Guest blog by Kerri Rhodes
“If you think it’s hard to watch, imagine how hard it is to live.”
– Taylor Rhodes Jr.
On June 29, 2019, I felt my heart stop and shatter into a million little pieces. My beautiful boy was gone from an accidental overdose from heroin laced with fentanyl. He was 20 years old and had only been out of a collegiate therapeutic recovery program for a month. Taylor’s battle — our family’s battle — with substance use disorder started at the end of his freshman year in high school. Taylor, a gifted student-athlete, injured his shoulder playing tennis, and the resulting surgery and the way his postoperative pain was managed changed the course of his life and ours. He would later tell us that the Percocet he was prescribed after his surgery “made his brain feel normal” for the first time. It was the match that lit the spark that hijacked his brain and led to his battle with addiction. His brain chased that feeling to his death.
The treatment of SUD and mental health leave a lot to be desired in this country. The gaps are wide and it is hard to find good, competent, comprehensive care. Each of those gaps represents the potential for relapse and death and with fentanyl in the equations there is no room for error. I have been a mental health clinician for 28 years. However, neither my clinical experience nor my maternal instincts prepared me for our battle with substance use disorder.

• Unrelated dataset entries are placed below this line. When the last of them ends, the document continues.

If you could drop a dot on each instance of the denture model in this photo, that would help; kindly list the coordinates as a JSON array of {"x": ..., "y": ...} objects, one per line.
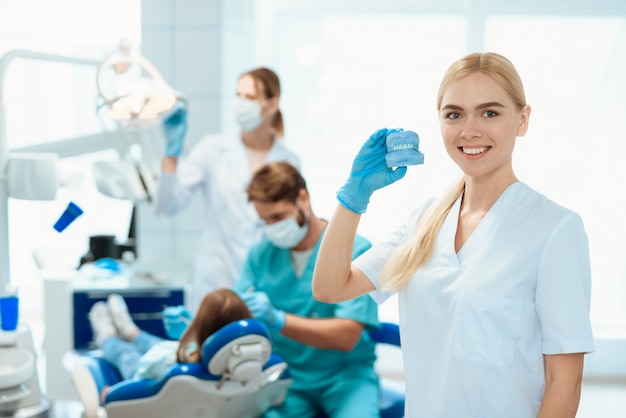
[{"x": 403, "y": 149}]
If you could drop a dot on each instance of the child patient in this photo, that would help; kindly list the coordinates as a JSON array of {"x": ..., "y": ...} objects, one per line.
[{"x": 139, "y": 354}]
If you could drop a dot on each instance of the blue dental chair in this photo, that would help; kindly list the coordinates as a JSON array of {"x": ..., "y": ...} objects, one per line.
[
  {"x": 392, "y": 396},
  {"x": 239, "y": 378}
]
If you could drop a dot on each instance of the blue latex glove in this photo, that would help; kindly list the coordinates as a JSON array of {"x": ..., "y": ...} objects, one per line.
[
  {"x": 174, "y": 129},
  {"x": 369, "y": 173},
  {"x": 262, "y": 309},
  {"x": 176, "y": 319}
]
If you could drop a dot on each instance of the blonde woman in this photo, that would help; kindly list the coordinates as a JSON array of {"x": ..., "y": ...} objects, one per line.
[{"x": 493, "y": 280}]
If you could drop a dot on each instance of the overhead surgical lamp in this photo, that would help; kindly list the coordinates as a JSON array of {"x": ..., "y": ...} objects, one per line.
[
  {"x": 132, "y": 90},
  {"x": 132, "y": 94}
]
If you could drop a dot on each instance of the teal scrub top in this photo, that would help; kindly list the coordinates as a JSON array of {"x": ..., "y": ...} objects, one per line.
[{"x": 269, "y": 269}]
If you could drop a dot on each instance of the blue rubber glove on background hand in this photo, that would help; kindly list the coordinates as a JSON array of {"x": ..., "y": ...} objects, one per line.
[
  {"x": 176, "y": 319},
  {"x": 262, "y": 309},
  {"x": 174, "y": 129},
  {"x": 369, "y": 173}
]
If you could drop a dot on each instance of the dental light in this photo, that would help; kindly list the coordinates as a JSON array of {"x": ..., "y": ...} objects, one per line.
[
  {"x": 132, "y": 90},
  {"x": 132, "y": 93}
]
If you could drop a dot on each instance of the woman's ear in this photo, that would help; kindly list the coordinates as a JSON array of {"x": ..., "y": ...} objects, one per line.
[
  {"x": 524, "y": 119},
  {"x": 272, "y": 105}
]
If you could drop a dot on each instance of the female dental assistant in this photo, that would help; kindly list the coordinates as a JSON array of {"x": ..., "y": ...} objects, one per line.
[
  {"x": 493, "y": 280},
  {"x": 220, "y": 166}
]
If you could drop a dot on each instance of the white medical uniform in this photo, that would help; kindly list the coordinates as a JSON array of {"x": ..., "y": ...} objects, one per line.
[
  {"x": 218, "y": 167},
  {"x": 476, "y": 324}
]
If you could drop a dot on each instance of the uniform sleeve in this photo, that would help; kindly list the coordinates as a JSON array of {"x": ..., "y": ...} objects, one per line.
[
  {"x": 362, "y": 309},
  {"x": 174, "y": 190},
  {"x": 247, "y": 278},
  {"x": 372, "y": 261},
  {"x": 564, "y": 290}
]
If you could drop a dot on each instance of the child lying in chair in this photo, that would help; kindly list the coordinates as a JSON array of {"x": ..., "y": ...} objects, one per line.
[{"x": 139, "y": 354}]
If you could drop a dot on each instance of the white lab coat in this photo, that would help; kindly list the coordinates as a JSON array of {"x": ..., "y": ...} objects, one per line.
[
  {"x": 476, "y": 324},
  {"x": 218, "y": 167}
]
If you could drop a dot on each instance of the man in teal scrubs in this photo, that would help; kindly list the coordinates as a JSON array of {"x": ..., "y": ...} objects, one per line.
[{"x": 326, "y": 346}]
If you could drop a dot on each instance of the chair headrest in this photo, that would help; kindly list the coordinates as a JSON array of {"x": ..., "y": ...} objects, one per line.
[{"x": 238, "y": 350}]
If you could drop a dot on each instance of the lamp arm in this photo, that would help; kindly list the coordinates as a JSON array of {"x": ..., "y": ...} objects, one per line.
[{"x": 5, "y": 61}]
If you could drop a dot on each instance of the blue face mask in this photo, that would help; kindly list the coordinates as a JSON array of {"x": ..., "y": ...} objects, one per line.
[
  {"x": 247, "y": 114},
  {"x": 286, "y": 233}
]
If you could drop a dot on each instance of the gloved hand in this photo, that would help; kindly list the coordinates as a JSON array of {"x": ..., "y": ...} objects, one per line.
[
  {"x": 369, "y": 173},
  {"x": 174, "y": 129},
  {"x": 176, "y": 319},
  {"x": 262, "y": 309}
]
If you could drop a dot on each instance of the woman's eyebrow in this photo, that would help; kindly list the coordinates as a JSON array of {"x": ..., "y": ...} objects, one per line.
[{"x": 489, "y": 104}]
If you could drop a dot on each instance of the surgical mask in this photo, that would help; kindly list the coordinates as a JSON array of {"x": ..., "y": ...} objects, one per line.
[
  {"x": 247, "y": 114},
  {"x": 286, "y": 233}
]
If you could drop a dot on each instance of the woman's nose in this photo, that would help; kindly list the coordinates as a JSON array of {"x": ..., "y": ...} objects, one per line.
[{"x": 470, "y": 129}]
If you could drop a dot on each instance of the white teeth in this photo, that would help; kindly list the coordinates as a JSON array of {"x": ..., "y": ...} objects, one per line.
[{"x": 474, "y": 151}]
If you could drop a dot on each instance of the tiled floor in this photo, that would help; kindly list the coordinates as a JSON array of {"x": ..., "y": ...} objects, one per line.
[{"x": 598, "y": 400}]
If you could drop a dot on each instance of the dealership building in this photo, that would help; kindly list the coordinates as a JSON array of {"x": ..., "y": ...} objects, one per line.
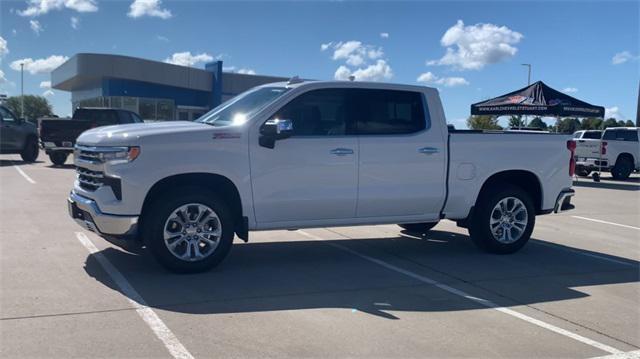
[{"x": 155, "y": 90}]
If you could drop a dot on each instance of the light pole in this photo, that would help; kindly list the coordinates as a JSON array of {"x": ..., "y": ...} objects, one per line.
[
  {"x": 529, "y": 76},
  {"x": 22, "y": 90},
  {"x": 528, "y": 83}
]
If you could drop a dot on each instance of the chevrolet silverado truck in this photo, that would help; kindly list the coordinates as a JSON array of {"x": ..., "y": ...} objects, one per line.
[
  {"x": 58, "y": 135},
  {"x": 617, "y": 152},
  {"x": 302, "y": 154}
]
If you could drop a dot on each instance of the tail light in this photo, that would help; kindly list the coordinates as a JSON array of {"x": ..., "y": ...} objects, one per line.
[
  {"x": 571, "y": 146},
  {"x": 603, "y": 147}
]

We worked hard to get Taylor the best therapy and the best treatment that insurance and money could buy. We found that the resources for young people and their families struggling with substance use disorder were particularly siloed and fragmented. We encountered programs and professionals who were just not competent or winging it. The standards of care for addiction are still being developed and established. We can no longer accept just winging it — too many lives depend on it.
Ironically, six years after Taylor’s shoulder surgery, our daughter, Blair, suffered the very same shoulder injury and needed the same surgery. What we quickly realized was nothing had changed. She was going to be given the same Percocet to manage post-surgical pain that Taylor was prescribed. We REFUSED opioids, and Blair received a non-opioid option that slowed the release of her numbing block. Her block lasted about six days and she had little pain and managed that with acetaminophen. We had to fight for her to get an alternative. Our story is all too common and so many of us do what doctors tell us to do no questions asked.

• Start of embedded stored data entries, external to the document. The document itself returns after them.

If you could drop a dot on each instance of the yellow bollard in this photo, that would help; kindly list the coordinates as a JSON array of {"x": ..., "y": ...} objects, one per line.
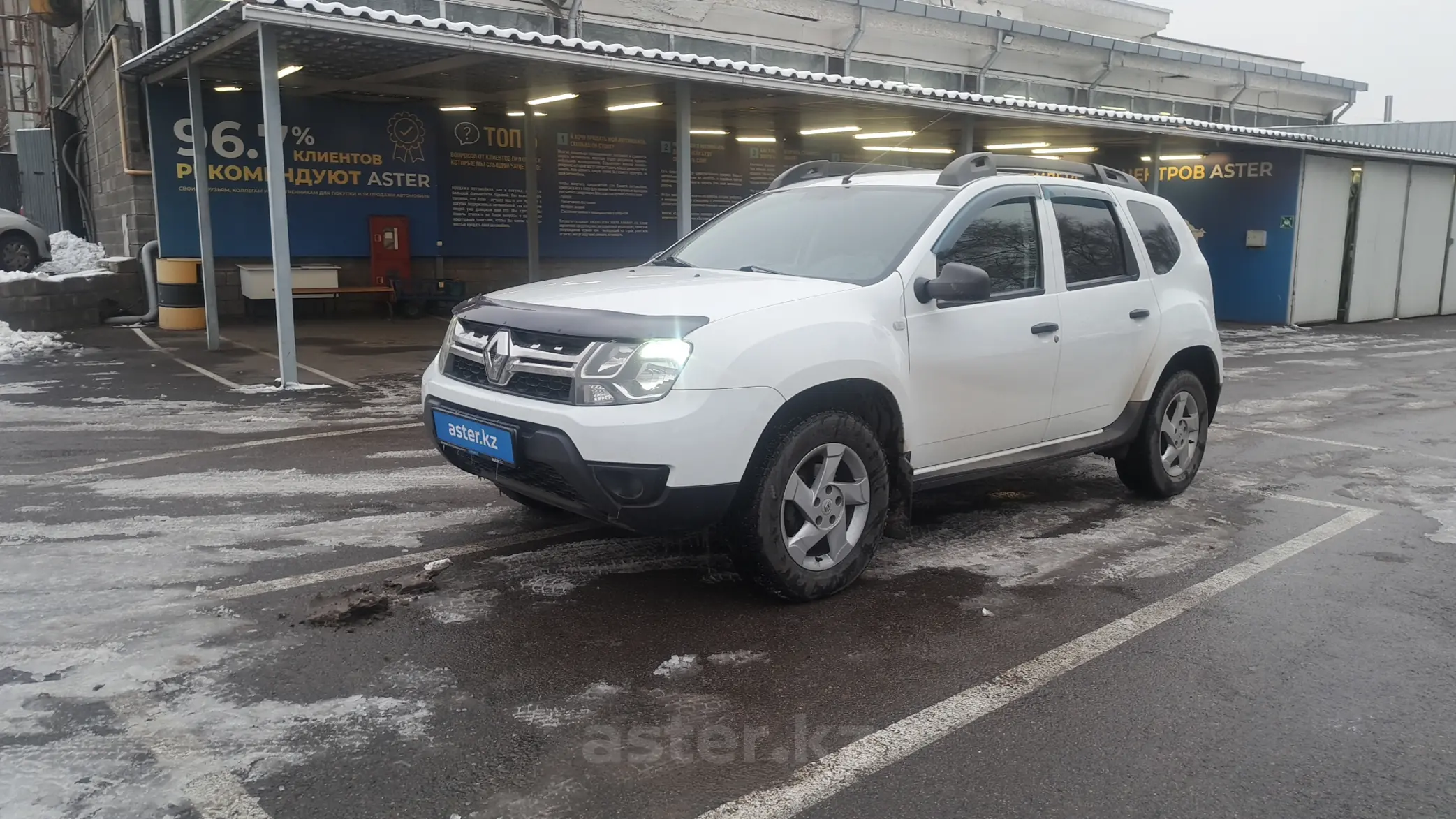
[{"x": 179, "y": 295}]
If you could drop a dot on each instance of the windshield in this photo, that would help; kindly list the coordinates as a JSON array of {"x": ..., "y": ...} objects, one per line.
[{"x": 846, "y": 233}]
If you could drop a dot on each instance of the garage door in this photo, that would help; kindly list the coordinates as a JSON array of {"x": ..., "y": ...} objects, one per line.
[
  {"x": 1427, "y": 220},
  {"x": 1379, "y": 233},
  {"x": 1320, "y": 242}
]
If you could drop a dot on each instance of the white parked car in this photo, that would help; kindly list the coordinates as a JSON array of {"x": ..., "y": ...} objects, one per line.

I wish I had refused the opioids that were given to Taylor to manage his post-surgical shoulder pain and not expose his developing brain to one of the most addictive drugs on the planet. I wish I had asked questions and been educated about the risks that opioids pose. It is unconscionable to continue to play Russian roulette with people’s brains. We do not know who this disease will grab until it already has them. Once it has you, you are immediately in a fight for your life.

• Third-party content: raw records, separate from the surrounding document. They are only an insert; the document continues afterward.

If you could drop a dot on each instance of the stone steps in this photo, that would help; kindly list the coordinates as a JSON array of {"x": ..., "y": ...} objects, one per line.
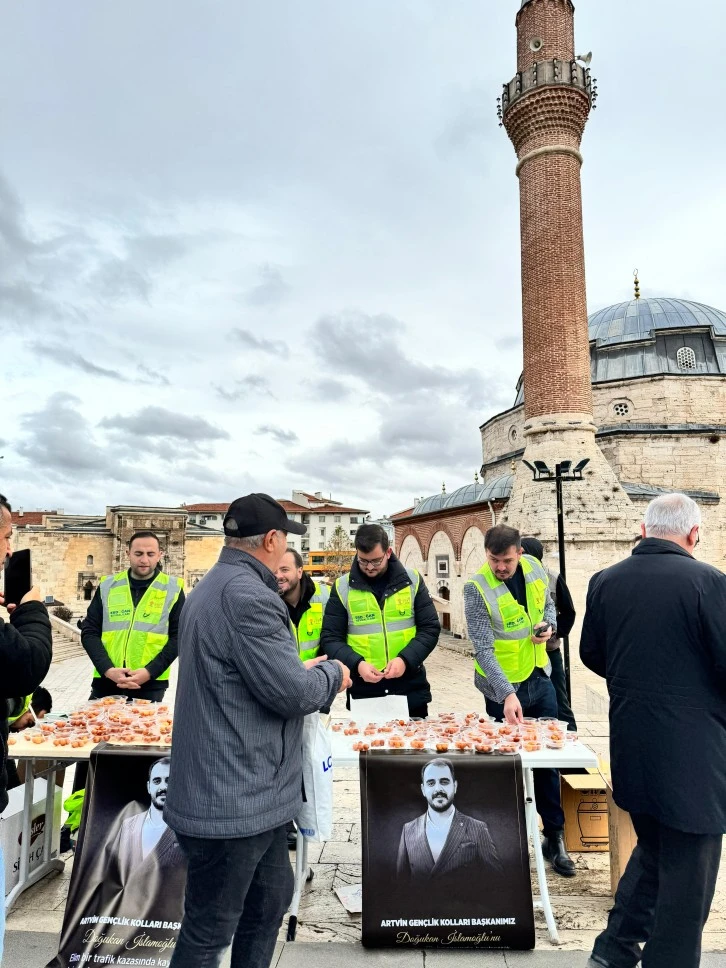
[{"x": 66, "y": 646}]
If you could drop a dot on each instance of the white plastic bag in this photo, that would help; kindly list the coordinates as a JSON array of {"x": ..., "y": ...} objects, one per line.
[{"x": 315, "y": 820}]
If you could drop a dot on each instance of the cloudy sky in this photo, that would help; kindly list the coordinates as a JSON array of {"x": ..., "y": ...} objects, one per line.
[{"x": 250, "y": 245}]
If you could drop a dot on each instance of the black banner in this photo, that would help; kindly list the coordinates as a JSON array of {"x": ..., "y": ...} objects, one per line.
[
  {"x": 445, "y": 853},
  {"x": 126, "y": 895}
]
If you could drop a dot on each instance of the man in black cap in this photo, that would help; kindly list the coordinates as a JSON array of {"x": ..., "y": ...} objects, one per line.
[{"x": 241, "y": 697}]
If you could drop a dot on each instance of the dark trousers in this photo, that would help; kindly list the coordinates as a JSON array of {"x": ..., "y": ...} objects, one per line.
[
  {"x": 538, "y": 698},
  {"x": 564, "y": 710},
  {"x": 237, "y": 892},
  {"x": 663, "y": 899}
]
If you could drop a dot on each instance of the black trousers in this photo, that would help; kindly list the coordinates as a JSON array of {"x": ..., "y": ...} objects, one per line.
[
  {"x": 663, "y": 899},
  {"x": 564, "y": 710},
  {"x": 237, "y": 892}
]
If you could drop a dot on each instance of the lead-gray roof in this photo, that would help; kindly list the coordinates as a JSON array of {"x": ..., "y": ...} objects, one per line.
[
  {"x": 641, "y": 337},
  {"x": 495, "y": 490},
  {"x": 638, "y": 319}
]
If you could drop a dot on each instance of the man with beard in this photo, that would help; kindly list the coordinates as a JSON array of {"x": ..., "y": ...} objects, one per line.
[
  {"x": 144, "y": 844},
  {"x": 305, "y": 600},
  {"x": 381, "y": 623},
  {"x": 443, "y": 840}
]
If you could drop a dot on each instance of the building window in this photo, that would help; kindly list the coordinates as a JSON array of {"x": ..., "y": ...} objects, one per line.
[{"x": 686, "y": 358}]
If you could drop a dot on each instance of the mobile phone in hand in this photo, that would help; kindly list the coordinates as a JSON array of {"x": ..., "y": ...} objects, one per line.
[{"x": 18, "y": 577}]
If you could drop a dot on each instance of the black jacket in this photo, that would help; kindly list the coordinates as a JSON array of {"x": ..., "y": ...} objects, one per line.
[
  {"x": 92, "y": 629},
  {"x": 655, "y": 628},
  {"x": 26, "y": 648},
  {"x": 333, "y": 638}
]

Many doctors, oral surgeons and dentists still prescribe opioids for postoperative pain management, providing little assessment or education around the risk factors or presenting that there are non-opioid alternatives. When I asked Blair’s surgeons why doctors were still routinely prescribing the most addictive drug on the planet when there are safer options, particularly given the vastly different outcomes from Taylor’s and Blair’s surgeries? The response from the surgeon was: COST. The annual cost of addiction in this country is $1.45 trillion in economic loss and societal harm. The cost of the non-opioid pain management Blair received was $180, which was more expensive than the prescription of opioids Taylor received. However, the $180 spent on Blair’s post-operative pain management paled in comparison to the cost of Taylor’s resulting battle with addiction. There is no price tag for losing a loved one.
The healthcare industry needs to do better, but until they do, we as consumers need to demand better for ourselves and our loved ones. No one should have to fight for non-opioid pain management options. They should be an integral part of treatment protocols for post-operative pain management.
I have a choice in how I move forward after losing Taylor, and I choose to find ways to be part of changing the systems that could have helped him along the way. It is important for parents to recognize the signs, the risk factors and the challenges that come with substance use disorder. This disease does not happen to other people’s children. It is not about bad parenting, moral failings, or bad choices. Substance Use Disorder is a brain disease. The healthcare industry needs to stop contributing to this epidemic. Until our own healthcare industry becomes more informed, it is critically important to be aware of non-opioid pain management options and reduce unnecessary opioid exposure. In many cases, opioids are not needed.
The more we talk about addiction and the beautiful people who struggle with this disease, the more light we bring to the darkness. As a result, the better our chances are of erasing the stigma and ignorance that still surrounds it, and maybe we save a family what we live with each and every day. No one Chooses Addiction.